Curiously, the greatest sticking point at the Conference was control of the Suez and the Dardanelles; but as Norway wasn’t going to get either one, the MacRaghnalls concerned themselves little with either. Let the Indians have the Suez, why not? They had it in 1936, and no ill came of it; nor did it do them any good when war broke out. Far-flung dependencies are not easily defended; and the MacRaghnalls always look to defense, not to treaties. If Indian control becomes intolerable – why, it need not stand while there are Norwegian naval bases in the Mediterranean.
Here, then, is the New Order as established by the Peace of Grenada. First Europe:
Three German states with MacRaghnall kings; for symbolic reasons, Lake Stuttgart is the Bavarian capital. The Baltic a Norwegian lake, with the minor exception of Russian St. Petersburg. Restored Italy and Hungary; a Balkan Greece and an independent formerly-Greek Africa – while North Africa was part of Greece before the Great War, that was always a case of a thin ruling elite atop the native Arab population. Since the said elite was all wiped out in the Great War, we thought it better to make a separate state ruled by the actual people who live there. We’re still calling it “Greco-Africa”, though; that’s Eurocentrism for you! Romania is restored with something like its prewar borders – pre-Danubian War, that is. The Suez Zone is an Indian exclave, while Britain is granted control of the Dardanelles. Norway retains its naval bases on Sardinia and Crete, Britain retains Cyprus. Spain profits from its early war exit by keeping its Alpine conquests; we wish them much joy of it.
Next, the Middle East:
Nejd and Sind are restored to their former – territory. Glory will have to wait until they’re done rebuilding; there was heavy fighting all through this area, although as the saying goes, “when is there no war in these lands”? Both have governments friendly to EastAsia, though no doubt they can be relied upon to sell their oil to the highest bidder.
We restored China to existence, and it retains its industrial and demographic core; the Han would be well advised to stick to being the Middle Kingdom, however, and not try to occupy their imperial marches.

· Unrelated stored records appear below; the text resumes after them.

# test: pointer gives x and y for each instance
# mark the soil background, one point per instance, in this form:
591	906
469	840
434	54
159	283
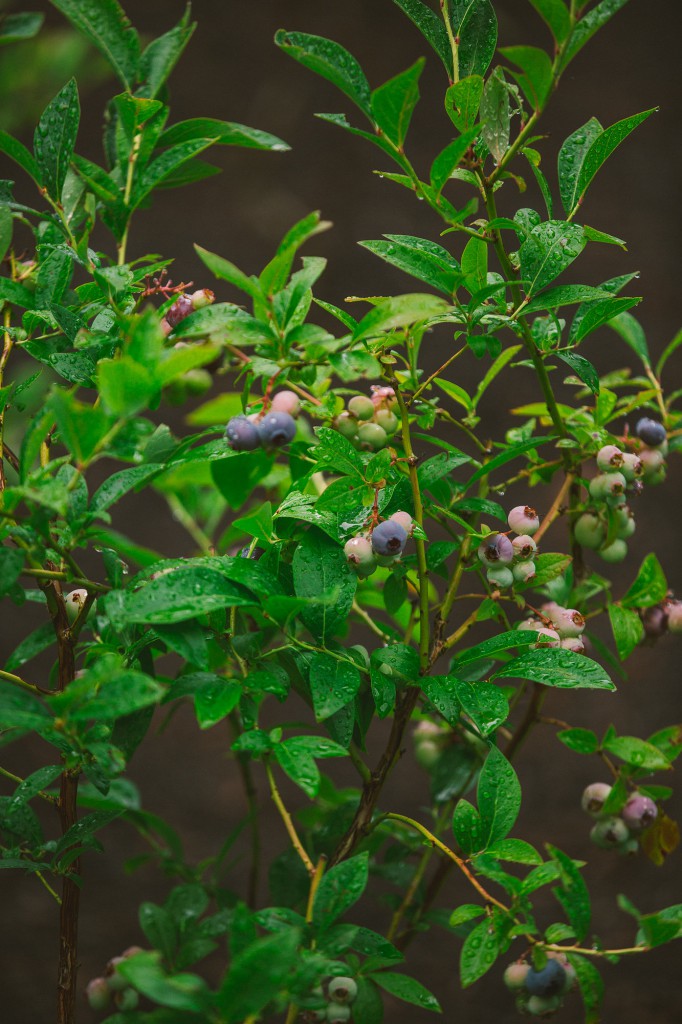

But the Han are used to that; all Chinese history is a series of expansions and contractions, as they attempt to keep the barbarians from their heartlands and the barbarians push right back. No doubt whoever ends up with the Mandate of Heaven will take the long view, and plan for a restoration of Chinese empire sometime around 2020. Barbarians are known to be impatient.
Finally, of course, for a really lasting peace we could not be having with a powerful nation espousing international socialism and the worldwide dictatorship of the proletariat; evangelical ideologies are just too dangerous, even without considering nuclear weapons. So we partitioned the Workers’ Republic of Malaya to avoid future friction.
Gentlemen, it has been a Great Game, and it ended in a fine war, and a peace which nobody can call bitter. I look forward to meeting you again in a new history.